CGS-CIMB Research forecast higher loan growth to 5.6% from 4.5% previously as the industry’s growth in June surpassed expectations to 5.6% year-on-year (YoY).

The research house noted that the revised forecast is also on the back of robust loan applications and approvals, which surged 41.7% YoY and 53% YoY respectively, to all-time highs in June.

“In view of these and the strong loan growth of 2.7% in 1H22 (from end-December 2021 to end-June 2022), we raise our projected loan growth for 2022 from 4%-5% previously to 5%-6%,” it said in a note today.  

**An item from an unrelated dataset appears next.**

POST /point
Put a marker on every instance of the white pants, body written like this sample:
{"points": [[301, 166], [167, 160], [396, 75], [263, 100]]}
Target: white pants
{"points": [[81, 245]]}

Not only that, Winson noted that the momentum in the two major loan segments which are household and business loans also improved.

“This segment recorded from 5% YoY at end-May 2022 to 5.9% YoY at end-June 2022 for household loans and from 5.4% YoY at end-May 2022 to 5.8% YoY at end-June 2022 for business loans,” he added.

Thus, the research house reiterates ‘Overweight’ on banks, stating the robust loan indicator is the catalyst for higher loan growth in 2022.

Among CGS-CIMB’s top picks are RHB Bank Bhd, Hong Leong Bank Bhd and Public Bank Bhd.

The report stated that the industry’s gross impaired loan only inched up one basis point MoM to 1.65% at end-June 2022.

Meanwhile, total provision rose RM691.3 million quarter-on-quarter (QoQ) in 2Q22 compared to a decline of RM595.7 million QoQ in 1Q22.

“This indicates that the banks’ loan loss provisioning (LLP) likely increased QoQ in 2Q22, which is in line with our view that the sector’s LLP bottomed at RM1.04 billion in 1Q22,” it said.

However, it assumes that 2Q22 LLP was lower than the total of RM2.39 billion in 2Q21 and, hence, YoY decline.

“As such, we reaffirm our ‘Overweight’ call on banks, premised on the expected expansion in net interest margin amid the Overnight Policy Rate upcycle and our projected drop in loan loss provisioning in 2022,” it noted.

Nonetheless, it remains cautious of downside risks including weaker than expected economic growth in 2022-2023F as this could cause banks to register higher than expected loan loss provisioning and soft loan growth.